Tax Trends in China for 2025
Changes to China tax policy and compliance requirements for foreign business in 2025
6/10/20251 min read


In this blog post, we’ll examine the recent tax trends to China’s tax system from the perspective of foreign businesses and expatriates.
1. Recent Policy Changes
New VAT Law: China passed a new Value-Added Tax (VAT) Law in December 2024, effective January 2026. The law maintains the three-tier VAT rates (13%, 9%, 6%) but refines taxable transactions and compliance procedures, aiming for greater legal certainty and streamlined governance.
“Going Global” Guidelines: In October 2024, the State Taxation Administration expanded tax service items and added new chapters for emerging foreign trade models, helping Chinese enterprises manage overseas tax risks.
2. Digitalization of Tax Administration
E-filing and E-invoicing: China is rapidly digitalizing tax administration, with widespread use of electronic tax bureaus and e-invoicing.

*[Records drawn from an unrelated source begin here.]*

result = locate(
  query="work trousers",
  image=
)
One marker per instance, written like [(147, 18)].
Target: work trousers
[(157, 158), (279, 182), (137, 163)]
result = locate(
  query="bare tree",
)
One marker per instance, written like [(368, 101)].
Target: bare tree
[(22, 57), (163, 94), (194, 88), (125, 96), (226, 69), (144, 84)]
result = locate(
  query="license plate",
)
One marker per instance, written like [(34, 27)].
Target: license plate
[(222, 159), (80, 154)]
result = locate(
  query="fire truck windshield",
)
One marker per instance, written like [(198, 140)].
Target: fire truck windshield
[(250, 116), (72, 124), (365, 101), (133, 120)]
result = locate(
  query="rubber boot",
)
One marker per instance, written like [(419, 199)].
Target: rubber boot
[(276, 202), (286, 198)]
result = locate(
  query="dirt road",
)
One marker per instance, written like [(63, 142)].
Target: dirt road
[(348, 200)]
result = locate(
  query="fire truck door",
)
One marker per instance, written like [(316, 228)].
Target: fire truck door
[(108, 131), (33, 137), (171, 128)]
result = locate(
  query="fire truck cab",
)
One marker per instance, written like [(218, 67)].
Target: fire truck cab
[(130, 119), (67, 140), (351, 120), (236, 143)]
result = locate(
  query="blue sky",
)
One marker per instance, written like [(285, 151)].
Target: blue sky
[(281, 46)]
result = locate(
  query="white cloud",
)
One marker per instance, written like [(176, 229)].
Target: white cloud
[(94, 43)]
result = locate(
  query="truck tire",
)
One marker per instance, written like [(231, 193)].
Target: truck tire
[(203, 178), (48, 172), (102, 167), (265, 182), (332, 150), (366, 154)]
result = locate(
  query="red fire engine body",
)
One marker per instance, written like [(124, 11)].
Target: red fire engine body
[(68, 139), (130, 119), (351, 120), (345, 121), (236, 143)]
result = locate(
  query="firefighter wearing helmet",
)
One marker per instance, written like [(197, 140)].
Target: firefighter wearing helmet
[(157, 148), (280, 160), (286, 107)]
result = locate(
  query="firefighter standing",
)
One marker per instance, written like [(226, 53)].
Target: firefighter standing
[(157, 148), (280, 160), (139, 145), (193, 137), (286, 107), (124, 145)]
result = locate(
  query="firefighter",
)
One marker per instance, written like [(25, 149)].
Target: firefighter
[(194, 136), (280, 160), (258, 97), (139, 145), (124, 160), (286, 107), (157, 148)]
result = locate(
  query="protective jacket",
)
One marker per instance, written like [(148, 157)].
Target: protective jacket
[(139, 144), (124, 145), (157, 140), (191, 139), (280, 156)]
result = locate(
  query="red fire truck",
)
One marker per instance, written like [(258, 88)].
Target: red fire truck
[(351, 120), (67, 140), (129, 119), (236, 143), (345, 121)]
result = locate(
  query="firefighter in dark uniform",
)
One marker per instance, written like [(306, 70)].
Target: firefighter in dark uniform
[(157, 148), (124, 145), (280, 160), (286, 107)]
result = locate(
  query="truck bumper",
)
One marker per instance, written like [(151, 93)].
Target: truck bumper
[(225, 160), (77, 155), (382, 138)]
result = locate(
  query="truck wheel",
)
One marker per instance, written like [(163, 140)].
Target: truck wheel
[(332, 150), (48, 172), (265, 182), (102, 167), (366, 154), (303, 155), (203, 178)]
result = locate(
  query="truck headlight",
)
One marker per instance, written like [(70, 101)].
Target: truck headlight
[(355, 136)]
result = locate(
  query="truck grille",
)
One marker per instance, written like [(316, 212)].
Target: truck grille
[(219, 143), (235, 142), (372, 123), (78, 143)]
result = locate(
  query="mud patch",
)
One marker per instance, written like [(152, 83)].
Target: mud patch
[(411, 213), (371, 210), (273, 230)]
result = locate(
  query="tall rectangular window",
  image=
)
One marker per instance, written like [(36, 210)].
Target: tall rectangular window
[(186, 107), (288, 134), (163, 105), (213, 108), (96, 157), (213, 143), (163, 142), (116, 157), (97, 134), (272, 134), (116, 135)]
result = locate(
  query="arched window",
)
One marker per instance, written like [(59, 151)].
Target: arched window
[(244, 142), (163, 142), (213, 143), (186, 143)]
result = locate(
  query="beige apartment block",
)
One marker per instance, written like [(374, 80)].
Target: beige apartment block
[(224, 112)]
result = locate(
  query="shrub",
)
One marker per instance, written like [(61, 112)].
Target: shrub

AI and Big Data: The Golden Tax Phase IV system, expected to be fully operational by 2025, will enhance intelligent tax management and risk identification using AI and big data.
3. International Compliance
Global Tax Cooperation: China is actively participating in international tax projects, such as the OECD’s “Two-Pillar Solution,” to address cross-border tax challenges and align with global standards.
Anti-Evasion Measures: The government is committed to combating tax evasion and adapting to evolving global tax rules.
4. Economic Impact
Growth Target: China is targeting steady economic growth (around 5% for 2025) and may introduce stronger fiscal stimulus, including expanding the budget deficit and consumer-focused policies, to counter external pressures like U.S. tariff hikes.
Support for Modernization: Tax reforms and incentives are expected to support domestic demand and “Chinese-style modernization.”